No Outono cai a folha – 02
O meu carro
Não, meus Amigos, não vos vou incomodar com histórias do meu automóvel… Às vezes dá-me dores de cabeça, mas isso são contas de um outro rosário.
Já lá vão uns quantos meses que, antes de adormecer, à noite, na cama (depois de ter feito tudo o que se deve fazer fora e dentro do leito conjugal), me mantenho quedo a pensar no tema do texto que hei de começar a escrever na manhã seguinte. É o momento de uma de duas coisas: ou ganho uma insónia, tal é o turbilhão de ideias que me assalta ao bestunto ou, então, sai à primeira qualquer coisa a que poderei dar forma sem mais cuidado, no dia seguinte. De seguida, acomodo melhor a cabeça na almofada e entro no mundo delicado e fantástico do onírico, deixando-me ir suavemente.
Creio que todos nós já sentimos a estranha impressão da diferença de dimensões entre o que recordamos de muito criança e o que vemos já adulto: o que nos parecia imenso surge-nos como pequeno, às vezes ridiculamente minúsculo.
Pois bem, lembro, agora com imensa saudade, um “automóvel” de pedais que tive quando era menino pequeno, mas já suficientemente capaz de o locomover com a força das minhas pernas e pés. Era verde, e, como não havia ainda a indústria do plástico, de metal, com rodas de borracha.
A casa dos meus pais parecia-me, então, enorme e, como era comprida, maior era a dimensão. Ainda sem grande jeito para conduzir, recordo-me que andava aos ziguezagues batendo nos rodapés e nas paredes. Valia que a minha mãe não se importava, pois estava desejosa de mandar tirar o papel de parede com que o anterior inquilino havia decorado todas as divisões. Assim, o restauro previa pinturas e rebocos.
Confesso que durante muitos anos esqueci a existência do meu velho “automóvel” e só agora me vêm à memória pequenos farrapos de recordações desse brinquedo que, não sei porquê, desapareceu lá de casa, restando, durante muitos anos, somente o volante metálico, amarelo e pesado. Depois, começou a era dos soldadinhos de chumbo e pouco mais, já que, segundo a minha mãe, o dinheiro era pouco para “essas coisas”.

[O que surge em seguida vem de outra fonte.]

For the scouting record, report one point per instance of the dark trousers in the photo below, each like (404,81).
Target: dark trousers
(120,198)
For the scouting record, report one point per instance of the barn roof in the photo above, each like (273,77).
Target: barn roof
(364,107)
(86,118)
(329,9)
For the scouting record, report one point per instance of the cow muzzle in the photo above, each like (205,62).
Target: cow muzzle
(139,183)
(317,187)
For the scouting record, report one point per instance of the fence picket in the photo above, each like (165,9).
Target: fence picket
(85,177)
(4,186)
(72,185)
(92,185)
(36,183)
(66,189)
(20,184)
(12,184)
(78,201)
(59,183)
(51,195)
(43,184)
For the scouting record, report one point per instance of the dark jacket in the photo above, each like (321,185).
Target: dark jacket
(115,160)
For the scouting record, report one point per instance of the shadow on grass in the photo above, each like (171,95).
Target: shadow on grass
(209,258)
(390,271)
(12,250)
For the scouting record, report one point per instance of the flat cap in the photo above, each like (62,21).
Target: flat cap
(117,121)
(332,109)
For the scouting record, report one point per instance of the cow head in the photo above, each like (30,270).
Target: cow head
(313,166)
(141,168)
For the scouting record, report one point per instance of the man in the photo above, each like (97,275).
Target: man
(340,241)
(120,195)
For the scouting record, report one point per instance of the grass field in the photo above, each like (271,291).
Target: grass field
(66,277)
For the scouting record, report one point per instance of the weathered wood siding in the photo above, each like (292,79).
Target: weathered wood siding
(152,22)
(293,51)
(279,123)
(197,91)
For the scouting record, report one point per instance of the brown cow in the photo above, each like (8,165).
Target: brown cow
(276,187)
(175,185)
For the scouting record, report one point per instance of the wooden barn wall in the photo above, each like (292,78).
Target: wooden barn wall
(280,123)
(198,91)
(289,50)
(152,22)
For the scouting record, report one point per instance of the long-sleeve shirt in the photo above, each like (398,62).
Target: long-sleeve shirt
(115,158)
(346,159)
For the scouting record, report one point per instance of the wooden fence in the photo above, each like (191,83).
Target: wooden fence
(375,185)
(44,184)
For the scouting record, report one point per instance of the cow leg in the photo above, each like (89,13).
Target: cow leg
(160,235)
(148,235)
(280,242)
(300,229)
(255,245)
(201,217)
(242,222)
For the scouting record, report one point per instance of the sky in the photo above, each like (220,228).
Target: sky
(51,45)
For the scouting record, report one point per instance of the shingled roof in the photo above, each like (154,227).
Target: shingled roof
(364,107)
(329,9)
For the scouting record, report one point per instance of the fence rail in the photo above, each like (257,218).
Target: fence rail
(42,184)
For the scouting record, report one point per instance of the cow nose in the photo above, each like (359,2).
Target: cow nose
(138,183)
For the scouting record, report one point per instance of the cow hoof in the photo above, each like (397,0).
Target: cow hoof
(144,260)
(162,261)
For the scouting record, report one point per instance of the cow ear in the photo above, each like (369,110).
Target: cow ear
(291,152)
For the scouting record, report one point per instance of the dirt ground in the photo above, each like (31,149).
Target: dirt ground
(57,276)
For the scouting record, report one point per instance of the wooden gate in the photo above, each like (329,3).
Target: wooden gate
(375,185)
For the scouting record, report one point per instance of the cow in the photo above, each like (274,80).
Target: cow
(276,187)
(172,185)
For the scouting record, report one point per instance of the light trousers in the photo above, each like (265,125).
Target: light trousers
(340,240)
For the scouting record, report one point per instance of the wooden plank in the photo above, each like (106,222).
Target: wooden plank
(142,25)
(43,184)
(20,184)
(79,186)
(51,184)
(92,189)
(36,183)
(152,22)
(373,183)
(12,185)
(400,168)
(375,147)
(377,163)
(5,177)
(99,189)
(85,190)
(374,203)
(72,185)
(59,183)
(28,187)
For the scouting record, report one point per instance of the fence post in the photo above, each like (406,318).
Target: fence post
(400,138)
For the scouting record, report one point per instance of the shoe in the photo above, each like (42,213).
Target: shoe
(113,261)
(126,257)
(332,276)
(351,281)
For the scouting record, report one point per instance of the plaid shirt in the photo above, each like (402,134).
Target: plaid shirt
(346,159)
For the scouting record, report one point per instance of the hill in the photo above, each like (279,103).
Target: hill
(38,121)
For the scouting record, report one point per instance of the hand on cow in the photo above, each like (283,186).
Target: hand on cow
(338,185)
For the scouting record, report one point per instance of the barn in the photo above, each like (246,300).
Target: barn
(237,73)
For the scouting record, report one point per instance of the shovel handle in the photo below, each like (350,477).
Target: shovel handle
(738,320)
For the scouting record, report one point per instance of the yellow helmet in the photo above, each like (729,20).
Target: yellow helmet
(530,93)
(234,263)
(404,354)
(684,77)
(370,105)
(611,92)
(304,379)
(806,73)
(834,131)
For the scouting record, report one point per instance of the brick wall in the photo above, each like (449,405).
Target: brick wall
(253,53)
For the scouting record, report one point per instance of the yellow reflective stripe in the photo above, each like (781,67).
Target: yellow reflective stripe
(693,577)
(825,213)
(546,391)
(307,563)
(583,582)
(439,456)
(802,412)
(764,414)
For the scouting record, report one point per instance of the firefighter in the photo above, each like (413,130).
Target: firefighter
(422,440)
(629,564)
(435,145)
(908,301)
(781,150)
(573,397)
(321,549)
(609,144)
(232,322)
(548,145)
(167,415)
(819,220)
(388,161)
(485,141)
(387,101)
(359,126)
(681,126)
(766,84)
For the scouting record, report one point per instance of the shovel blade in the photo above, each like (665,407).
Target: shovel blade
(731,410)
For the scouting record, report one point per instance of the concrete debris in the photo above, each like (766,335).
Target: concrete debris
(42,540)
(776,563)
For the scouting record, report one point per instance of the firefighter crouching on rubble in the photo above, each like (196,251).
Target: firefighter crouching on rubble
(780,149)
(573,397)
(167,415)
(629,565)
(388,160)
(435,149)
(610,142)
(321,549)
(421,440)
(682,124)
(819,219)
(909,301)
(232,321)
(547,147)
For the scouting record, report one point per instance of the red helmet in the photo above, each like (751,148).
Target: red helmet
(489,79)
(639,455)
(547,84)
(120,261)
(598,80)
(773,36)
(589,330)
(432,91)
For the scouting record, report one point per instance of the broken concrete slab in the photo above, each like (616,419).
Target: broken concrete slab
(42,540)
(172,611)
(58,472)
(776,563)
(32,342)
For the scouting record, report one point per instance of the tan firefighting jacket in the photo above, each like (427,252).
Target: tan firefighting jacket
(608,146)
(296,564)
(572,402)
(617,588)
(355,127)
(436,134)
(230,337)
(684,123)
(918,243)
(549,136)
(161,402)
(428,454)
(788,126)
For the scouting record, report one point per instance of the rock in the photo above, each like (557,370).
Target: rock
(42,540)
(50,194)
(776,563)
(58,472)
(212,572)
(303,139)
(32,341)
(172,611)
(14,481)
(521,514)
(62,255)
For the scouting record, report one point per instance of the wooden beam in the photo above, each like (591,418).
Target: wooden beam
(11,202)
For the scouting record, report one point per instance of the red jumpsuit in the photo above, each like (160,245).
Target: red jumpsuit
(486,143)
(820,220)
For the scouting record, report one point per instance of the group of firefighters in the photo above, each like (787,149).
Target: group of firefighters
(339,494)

Imaginativo e sonhador, “inventei” os meus próprios brinquedos e os meus “companheiros” de folguedo. Na verdade, conseguia “ver” os meus “guerreiros”, as minhas motocicletas, os aviões que pilotava e as “invasões” dos “países” inimigos. Não há dúvida, fui um perfeito fruto da 2.ª Guerra Mundial e, quando ela acabou, cultivei todo o saber possível sobre os acontecimentos graças à pequena, mas muito seleccionada, biblioteca do meu pai, naturalmente pró-aliada, como seria de esperar numa ditadura simpatizante do fascismo italiano e do nazismo alemão. Mas, o que li serviu-me para, muito mais tarde, poder fazer as interpretações correctas
O meu carro de pedais deve ter acabado na loja do ferro-velho do fim da nossa rua onde o meu pai pagava para ele ir buscar a casa aquilo de que se queria desfazer.